# Forma Stanzol



## staxs

How does everyone feel about this compound formastane ? Is it really as good as they say it is, comparing to aromasin? Cohesion of running Forma and Nolva together for PCT or during ON cycle support? Thanks for your input. "Note" Forma is OTC.


----------



## gymrat827

just get aromasin man.... no reason to get a product similar to it


----------



## PillarofBalance

staxs said:


> How does everyone feel about this compound formastane ? Is it really as good as they say it is, comparing to aromasin? Cohesion of running Forma and Nolva together for PCT or during ON cycle support? Thanks for your input. "Note" Forma is OTC.



throw it in the garbage and hit up manpower for your research chems.  Actually don't throw it in the garbage. They have a money back guarantee. Return it.


----------



## PFM

I don't see any advantage to running Forma (AI) stacked with Nolva (SERM), but perhaps Forma stacked with Clomid.

Estro rebound is unavoidable, at some points is going to take place. When a flood of exogenous testosterone removed from the equation E2 rebounds is typically very short lived. E2 biuld-up from conversion of test to estro has always been the bigger problem for me.

Although many guy have their own experience and opinions I'd choose Clomid over Nolva or use both or use the Forma with Clomid.


----------



## PFM

Now it's my turn to ask you: why do you want to use a weak OTC when you can get the real shit from your SRC or MP?


----------



## Popeye

OTC AIs are garbage.....period!

If you wanted to run the forma as a "cycle support", that's one thing, but to actually replace your AI or SERMs with forma, is just plain ridiculous.


----------



## Christosterone

You can get it cheaper from mp than what you paid for the forza


----------



## Four1Thr33

Agree to all above.    OTC are crap.   Go to manpower


----------



## Yaya

OTC anti-e or pct anything is pure stupid when you have MP here as a respected sponsor. I am not calling you stupid just the ideas and marketing these OCT use to trick people. There is a screwball on ology right now asking "hcg or hcgenerate" and some Bozos are pumping up hcgenerate likes it HCG.. Listen to the bros and look into MP products.


----------



## 63Vette

PFM said:


> I don't see any advantage to running Forma (AI) stacked with Nolva (SERM), but perhaps Forma stacked with Clomid. ... * I'd choose Clomid over Nolva or use both or use the Forma with Clomid.*



I think this sums up my feelings....

Aromasine on cycle and Clomid/Nolva or Clomid/Forma  for PCT. .... IMHO

Respect,
Vette


----------



## gymrat827

forma isnt a bad product.... actually its one of Need2's best ones.  It does work, but no reason to pay 50 bux for it when you can pick up some stane for 25 bux.


----------



## staxs

PillarofBalance said:


> throw it in the garbage and hit up manpower for your research chems.  Actually don't throw it in the garbage. They have a money back guarantee. Return it.
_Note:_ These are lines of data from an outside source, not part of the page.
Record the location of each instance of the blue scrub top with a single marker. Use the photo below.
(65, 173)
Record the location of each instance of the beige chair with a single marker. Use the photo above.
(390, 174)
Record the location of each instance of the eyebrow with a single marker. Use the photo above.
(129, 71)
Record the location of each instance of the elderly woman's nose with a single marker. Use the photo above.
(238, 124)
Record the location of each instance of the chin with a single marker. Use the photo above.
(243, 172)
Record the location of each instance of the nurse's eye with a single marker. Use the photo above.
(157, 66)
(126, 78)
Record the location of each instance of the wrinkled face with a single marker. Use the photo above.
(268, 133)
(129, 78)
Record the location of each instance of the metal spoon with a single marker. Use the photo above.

Thanks POB I haven't bought any I was just thinking of on cycle support. Trust me MP got a big order from me on thanksgiving lol


----------



## staxs

PFM said:


> I don't see any advantage to running Forma (AI) stacked with Nolva (SERM), but perhaps Forma stacked with Clomid.
> 
> Estro rebound is unavoidable, at some points is going to take place. When a flood of exogenous testosterone removed from the equation E2 rebounds is typically very short lived. E2 biuld-up from conversion of test to estro has always been the bigger problem for me.
> 
> 
> Although many guy have their own experience and opinions I'd choose Clomid over Nolva or use both or use the Forma with Clomid.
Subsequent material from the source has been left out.